I was taken aback the first time I read Dallas Willard’s interpretation of the Sermon on the Mount, especially his take on the Beatitudes. The nine “blessed are” statements, Willard contends, aren’t ideals to which we aspire. Instead, Jesus, the master teacher, is turning upside down assumptions about who is blessed by God. Those who are normally thought of as God-forsaken — the poor, the hungry, the grief-stricken, the persecuted — Jesus says are God-favored.
This interpretation lifts the weight of legalism off the Beatitudes. Instead of what we need to do, they are about what God is doing: welcoming outcasts into the Kingdom of God.
Still, I’ve never been able to shake the sense that there might be more to these statements than simply being a list of who is blessable (as important as that is). Is there a way to think about the Beatitudes that invites an active response without making them into a burdensome new law? That’s what I hear in Mark Scandrette’s approach.

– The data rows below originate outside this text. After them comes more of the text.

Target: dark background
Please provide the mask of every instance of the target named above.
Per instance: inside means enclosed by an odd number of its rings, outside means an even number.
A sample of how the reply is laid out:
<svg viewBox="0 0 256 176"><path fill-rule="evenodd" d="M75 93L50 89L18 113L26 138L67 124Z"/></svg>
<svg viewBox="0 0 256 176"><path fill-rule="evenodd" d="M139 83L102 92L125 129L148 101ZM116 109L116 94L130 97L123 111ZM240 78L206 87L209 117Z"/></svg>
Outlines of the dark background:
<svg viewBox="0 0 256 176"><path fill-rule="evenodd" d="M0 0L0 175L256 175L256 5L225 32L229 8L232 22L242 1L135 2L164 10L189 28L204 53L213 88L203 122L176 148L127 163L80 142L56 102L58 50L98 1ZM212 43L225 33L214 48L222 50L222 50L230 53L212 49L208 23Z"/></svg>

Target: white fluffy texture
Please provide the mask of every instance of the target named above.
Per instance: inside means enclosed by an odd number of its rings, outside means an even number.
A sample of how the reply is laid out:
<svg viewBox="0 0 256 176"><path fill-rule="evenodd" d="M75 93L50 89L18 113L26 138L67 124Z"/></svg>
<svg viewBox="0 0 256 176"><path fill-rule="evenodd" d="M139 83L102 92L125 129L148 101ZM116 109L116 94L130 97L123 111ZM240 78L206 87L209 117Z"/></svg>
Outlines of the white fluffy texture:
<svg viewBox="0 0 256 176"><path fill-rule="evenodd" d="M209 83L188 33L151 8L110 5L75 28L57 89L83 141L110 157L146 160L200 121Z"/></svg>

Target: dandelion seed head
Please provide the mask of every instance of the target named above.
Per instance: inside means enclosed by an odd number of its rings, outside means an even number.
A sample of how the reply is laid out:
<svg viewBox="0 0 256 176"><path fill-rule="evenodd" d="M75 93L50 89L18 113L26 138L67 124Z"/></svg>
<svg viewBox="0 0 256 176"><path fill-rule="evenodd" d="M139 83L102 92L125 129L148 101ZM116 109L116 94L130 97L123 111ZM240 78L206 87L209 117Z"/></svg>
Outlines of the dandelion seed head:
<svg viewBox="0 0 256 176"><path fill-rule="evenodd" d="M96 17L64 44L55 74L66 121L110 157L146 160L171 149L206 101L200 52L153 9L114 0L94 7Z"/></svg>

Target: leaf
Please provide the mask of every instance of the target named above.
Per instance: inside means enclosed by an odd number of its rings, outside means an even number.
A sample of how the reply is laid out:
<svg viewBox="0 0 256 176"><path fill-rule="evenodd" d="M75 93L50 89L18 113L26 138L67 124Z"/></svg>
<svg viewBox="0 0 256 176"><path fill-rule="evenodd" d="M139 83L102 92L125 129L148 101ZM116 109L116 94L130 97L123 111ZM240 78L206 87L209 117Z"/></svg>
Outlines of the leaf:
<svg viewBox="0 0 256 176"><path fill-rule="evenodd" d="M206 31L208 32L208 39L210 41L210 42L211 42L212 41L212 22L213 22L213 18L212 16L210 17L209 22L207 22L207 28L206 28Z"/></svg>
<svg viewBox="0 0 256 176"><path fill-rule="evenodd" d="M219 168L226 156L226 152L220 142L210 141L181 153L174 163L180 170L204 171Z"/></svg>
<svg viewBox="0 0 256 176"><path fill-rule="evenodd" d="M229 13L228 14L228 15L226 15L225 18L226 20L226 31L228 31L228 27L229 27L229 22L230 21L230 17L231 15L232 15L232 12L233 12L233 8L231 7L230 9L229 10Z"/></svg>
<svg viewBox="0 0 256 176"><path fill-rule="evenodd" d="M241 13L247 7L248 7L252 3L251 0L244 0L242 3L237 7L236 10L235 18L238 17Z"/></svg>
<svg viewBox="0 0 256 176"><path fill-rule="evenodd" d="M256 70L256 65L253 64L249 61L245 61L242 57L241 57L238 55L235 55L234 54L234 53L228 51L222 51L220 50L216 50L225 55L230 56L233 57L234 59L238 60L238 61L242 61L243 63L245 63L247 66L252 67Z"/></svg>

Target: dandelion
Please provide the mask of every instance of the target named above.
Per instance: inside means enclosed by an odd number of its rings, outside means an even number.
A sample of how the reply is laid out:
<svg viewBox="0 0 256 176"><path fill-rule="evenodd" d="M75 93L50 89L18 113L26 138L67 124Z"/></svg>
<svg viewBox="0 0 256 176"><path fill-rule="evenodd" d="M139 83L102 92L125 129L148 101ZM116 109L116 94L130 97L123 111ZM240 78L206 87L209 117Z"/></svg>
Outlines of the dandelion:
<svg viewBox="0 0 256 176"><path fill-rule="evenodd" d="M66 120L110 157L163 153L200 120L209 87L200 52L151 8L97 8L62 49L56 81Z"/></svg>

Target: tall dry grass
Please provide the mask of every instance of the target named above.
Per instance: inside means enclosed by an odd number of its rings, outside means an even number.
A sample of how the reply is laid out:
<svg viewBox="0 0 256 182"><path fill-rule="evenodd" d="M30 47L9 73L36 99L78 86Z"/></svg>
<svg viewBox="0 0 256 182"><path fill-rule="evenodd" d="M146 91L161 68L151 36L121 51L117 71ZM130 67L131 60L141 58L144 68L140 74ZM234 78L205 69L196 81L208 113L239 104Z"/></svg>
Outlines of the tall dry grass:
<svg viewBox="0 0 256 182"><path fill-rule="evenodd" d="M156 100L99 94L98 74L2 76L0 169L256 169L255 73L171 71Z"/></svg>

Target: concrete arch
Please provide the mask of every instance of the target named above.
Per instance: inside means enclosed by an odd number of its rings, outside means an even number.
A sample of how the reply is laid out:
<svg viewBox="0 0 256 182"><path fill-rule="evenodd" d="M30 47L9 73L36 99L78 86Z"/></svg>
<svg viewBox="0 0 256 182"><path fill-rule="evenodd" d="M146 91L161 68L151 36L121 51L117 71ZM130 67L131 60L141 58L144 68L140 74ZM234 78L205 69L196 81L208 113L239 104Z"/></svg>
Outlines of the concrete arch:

“What if Jesus is naming nine areas of human experience,” Mark Scandrette says on the Renovaré Podcast this week, “where we get to experience newness of life.”
His upcoming book, The Ninefold Path of Jesus, offers very practical ways to respond to the Beatitudes.
For example, being poor, or having a mindset of lack, can lead to being survival-oriented, close-handed, and worry-focused. Mark provides exercises for how, in the light of being blessed by God, we can release worry and move toward openhanded trust.
I should mention that Mark is one of the most boots-on-the-ground kind of people I’ve ever met. He’s spent his life creating communities of practice where people actually try doing the things Jesus taught (imagine that!). That kind of real-world experience makes me lean in a little more to hear what he’s saying.